Hilary Joffe Columnist
Picture: SUPPLIED
Picture: SUPPLIED

Ratings agency Fitch Ratings has lifted its forecasts of SA’s economic growth rate but has kept its subinvestment-grade (junk) rating on SA, citing low growth and risks to public finances, as well as the risks that “the highest inequality in the world” pose for economic policy.

In an update on Friday, Fitch struck a relatively positive note, pointing to a recovery in governance and a “mild cyclical recovery”, and increasing its growth forecast for 2018 from 1.6% to 1.7% and for 2019 from 2% to 2.4%. However, it warned financial challenges at state-owned enterprises remained substantial and government debt had yet to stabilise.

Fitch said it could downgrade if fiscal deficits widened or a large part of SOE debt migrated to the sovereign balance sheet, or if SA’s foreign debt rose, but it could upgrade if the budget deficit narrowed to levels that would reduce the state debt ratio or if the trend economic growth rate strengthened.

Though Fitch cited the speed with which Cyril Ramaphosa had taken office as president of SA as a positive, which avoided a period of competing power centres, Fitch sovereign analyst Jan Friederich said policy making could still be hindered by significant tension within the ANC and by the fact that policy makers would be preoccupied with 2019’s election.

The agency expressed scepticism about how fast and how effectively government reform initiatives would improve growth, and while it said land reform would likely be handled to avoid significant economic damage, Friederich said “the policy will focus investors minds on the more general risks to property rights resulting from high inequality”.

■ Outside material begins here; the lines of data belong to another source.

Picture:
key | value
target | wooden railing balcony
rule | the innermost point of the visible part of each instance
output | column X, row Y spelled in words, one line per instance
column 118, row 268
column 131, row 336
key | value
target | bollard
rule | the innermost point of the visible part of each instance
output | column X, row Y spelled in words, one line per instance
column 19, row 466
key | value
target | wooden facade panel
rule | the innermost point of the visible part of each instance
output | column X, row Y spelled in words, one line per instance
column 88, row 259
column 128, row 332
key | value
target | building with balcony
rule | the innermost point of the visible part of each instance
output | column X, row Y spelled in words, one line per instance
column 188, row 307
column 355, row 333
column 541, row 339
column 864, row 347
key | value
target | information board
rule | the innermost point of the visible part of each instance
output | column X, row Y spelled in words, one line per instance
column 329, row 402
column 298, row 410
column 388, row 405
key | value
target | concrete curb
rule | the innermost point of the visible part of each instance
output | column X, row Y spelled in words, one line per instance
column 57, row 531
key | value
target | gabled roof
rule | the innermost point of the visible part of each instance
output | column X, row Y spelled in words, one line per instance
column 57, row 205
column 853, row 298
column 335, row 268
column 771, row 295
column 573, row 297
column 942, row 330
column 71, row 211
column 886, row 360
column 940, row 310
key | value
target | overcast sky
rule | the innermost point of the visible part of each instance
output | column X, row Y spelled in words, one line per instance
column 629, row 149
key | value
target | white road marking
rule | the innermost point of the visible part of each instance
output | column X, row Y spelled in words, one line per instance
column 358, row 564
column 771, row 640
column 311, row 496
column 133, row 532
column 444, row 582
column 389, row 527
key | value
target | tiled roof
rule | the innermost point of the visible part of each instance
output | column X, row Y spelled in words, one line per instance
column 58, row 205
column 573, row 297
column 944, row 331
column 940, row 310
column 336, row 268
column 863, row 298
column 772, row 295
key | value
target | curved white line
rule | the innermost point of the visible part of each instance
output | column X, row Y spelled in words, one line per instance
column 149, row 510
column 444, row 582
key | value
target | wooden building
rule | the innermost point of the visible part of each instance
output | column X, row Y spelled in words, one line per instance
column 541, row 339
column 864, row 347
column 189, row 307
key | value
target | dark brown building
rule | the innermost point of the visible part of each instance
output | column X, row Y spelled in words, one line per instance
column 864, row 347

Fitch cut SA’s local and foreign currency ratings to one notch below investment grade at BB plus in April 2017, immediately after the cabinet reshuffle in which former president Jacob Zuma substituted Malusi Gigaba for Pravin Gordhan at the finance ministry.

However, the agency then put SA’s rating on a stable outlook and on Friday reaffirmed this. For the first time in several years, all four major rating agencies now have SA on a stable outlook, indicating they do not intend to upgrade or downgrade unless there is a significant change. But while Fitch and S&P Global have junk ratings on SA, Moody’s and Japan’s R&I have maintained their investment-grade ratings.

Fitch’s forecasts of SA’s government debt ratio (including local government) are slightly more optimistic than Treasury’s, at 58% in 2019-20, but higher than the BB median of 49%.

Treasury said on Friday tangible progress had been made on most of the government’s 14 confidence-boosting measures and this should “translate into improved investor confidence”.